I'm also big at 'the right of way'. I honor those who came to the intersection first, and I will wait and let them pass first. I also yield when I'm going to a bigger street. I don't like it when some bozo just expects me to hit the brake just because they decided to heck with it and cut me.
Lastly, I'm a slow driver. Slow means that I obey the max speed limit. At most I would go 5 miles more than what the sign said. Why? Because I was stopped by a police officer once because I went 52 miles/ hr when I should go 40 miles/hr (thank goodness I could wiggle my way out of it. I know... I'm charming when I try to). Also, I live on the biggest street in the town and there, policemen are constantly hiding behind every single bushes they can find and jump to every car that passes by with speed more than the limit. If I get a dime for every police car I see on my way back and forth to the office, I'd be rich.
So, given my mental situation. It is bad to cut me. I will honk you like crazy and chase you down and give you angry expressions. I consider it very impolite. No manner at all.
So, never cut me.
Once, I was driving on the slowest lane and this car behind me just pass me by and cut me right in front of my nose. I think I know why he did it and that's because I wasn't fast enough. But heck, I was going 40 when the sign said 'speed limit 40'.
If you want to go faster, then be my guess and pass me by. I won't get mad.
But don't pass me by and cut my lane only a few feet way from my car.
That day, I got so mad that I chased him down and not realizing that I already passed my apartment.
Yeah. I'm crazy like that.
It's not recommended though. I turned my boyfriend white the other day when someone cut my lane.
I'm a road-rager.
My temper has always been sort of my weakness.
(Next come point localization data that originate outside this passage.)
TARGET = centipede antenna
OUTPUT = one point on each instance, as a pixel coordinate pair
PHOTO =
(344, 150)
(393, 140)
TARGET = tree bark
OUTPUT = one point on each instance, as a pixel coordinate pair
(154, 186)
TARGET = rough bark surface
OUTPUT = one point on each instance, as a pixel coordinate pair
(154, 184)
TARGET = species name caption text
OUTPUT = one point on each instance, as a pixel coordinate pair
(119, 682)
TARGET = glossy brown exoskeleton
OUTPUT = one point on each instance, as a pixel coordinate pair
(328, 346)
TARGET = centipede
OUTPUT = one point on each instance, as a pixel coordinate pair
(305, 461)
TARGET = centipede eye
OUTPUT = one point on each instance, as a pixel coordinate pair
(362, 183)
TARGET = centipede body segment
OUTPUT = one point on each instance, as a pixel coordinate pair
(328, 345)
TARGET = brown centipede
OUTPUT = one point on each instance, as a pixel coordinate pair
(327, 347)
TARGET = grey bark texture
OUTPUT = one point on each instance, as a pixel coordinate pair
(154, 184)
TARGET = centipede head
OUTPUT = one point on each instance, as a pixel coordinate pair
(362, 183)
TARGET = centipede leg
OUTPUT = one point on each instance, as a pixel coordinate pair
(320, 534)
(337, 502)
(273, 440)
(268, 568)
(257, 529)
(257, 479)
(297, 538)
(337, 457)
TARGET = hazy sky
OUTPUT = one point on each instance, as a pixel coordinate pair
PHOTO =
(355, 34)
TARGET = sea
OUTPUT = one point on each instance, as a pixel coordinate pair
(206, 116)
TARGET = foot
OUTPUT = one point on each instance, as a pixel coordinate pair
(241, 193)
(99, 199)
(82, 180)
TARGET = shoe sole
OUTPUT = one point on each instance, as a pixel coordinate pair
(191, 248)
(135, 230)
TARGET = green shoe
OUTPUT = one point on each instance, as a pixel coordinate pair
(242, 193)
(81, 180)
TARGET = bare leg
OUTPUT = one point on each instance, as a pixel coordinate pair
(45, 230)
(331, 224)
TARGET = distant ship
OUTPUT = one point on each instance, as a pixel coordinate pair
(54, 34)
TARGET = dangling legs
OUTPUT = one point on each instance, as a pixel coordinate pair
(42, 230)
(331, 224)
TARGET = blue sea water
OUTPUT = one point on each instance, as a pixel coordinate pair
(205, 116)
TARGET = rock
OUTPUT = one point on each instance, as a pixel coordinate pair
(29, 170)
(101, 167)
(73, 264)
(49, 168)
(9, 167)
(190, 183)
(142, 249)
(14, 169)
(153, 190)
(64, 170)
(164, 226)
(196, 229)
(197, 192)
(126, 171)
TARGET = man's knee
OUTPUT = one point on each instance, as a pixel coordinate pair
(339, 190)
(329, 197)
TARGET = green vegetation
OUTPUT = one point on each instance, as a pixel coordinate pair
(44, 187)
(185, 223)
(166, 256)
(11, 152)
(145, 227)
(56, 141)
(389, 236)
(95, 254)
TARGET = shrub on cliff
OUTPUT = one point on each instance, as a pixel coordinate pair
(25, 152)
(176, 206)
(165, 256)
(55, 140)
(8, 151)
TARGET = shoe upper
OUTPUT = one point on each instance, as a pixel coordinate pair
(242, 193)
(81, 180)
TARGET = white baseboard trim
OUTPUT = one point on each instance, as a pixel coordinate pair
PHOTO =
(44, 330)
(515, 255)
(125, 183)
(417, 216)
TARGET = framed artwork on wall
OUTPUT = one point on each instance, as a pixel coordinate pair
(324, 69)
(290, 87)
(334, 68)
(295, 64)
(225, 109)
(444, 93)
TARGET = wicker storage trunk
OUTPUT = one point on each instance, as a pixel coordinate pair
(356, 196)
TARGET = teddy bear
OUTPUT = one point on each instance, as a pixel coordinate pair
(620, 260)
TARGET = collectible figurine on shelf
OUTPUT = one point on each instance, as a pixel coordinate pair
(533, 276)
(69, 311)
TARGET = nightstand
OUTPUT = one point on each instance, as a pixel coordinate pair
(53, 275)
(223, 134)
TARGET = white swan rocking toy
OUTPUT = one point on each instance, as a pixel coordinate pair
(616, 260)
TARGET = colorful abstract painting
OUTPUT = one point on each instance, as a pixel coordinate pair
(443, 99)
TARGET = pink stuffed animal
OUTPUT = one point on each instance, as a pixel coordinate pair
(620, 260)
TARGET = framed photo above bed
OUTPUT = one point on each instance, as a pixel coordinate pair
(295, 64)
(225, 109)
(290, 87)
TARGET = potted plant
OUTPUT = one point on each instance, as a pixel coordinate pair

The more I think about it, the more I started to remember all the similar kind of outbursts: like that guy I chased (together with the equally crazy roommate) because he groped my butt, or the bus I chased back home because it hit my dad's car & it attempted to run away (yes, I ran and chased it and hopped into the bus and yell at the driver to stop).
I turned my dad white that day.
Later that night, my dad knocked at my room, came in and hug me and said: "I really really appreciated what you did, Honey, but next time, just let it go, okay?"
So, hi everyone, my name is Bluecactus, and a I'm a road-rager trying to recover.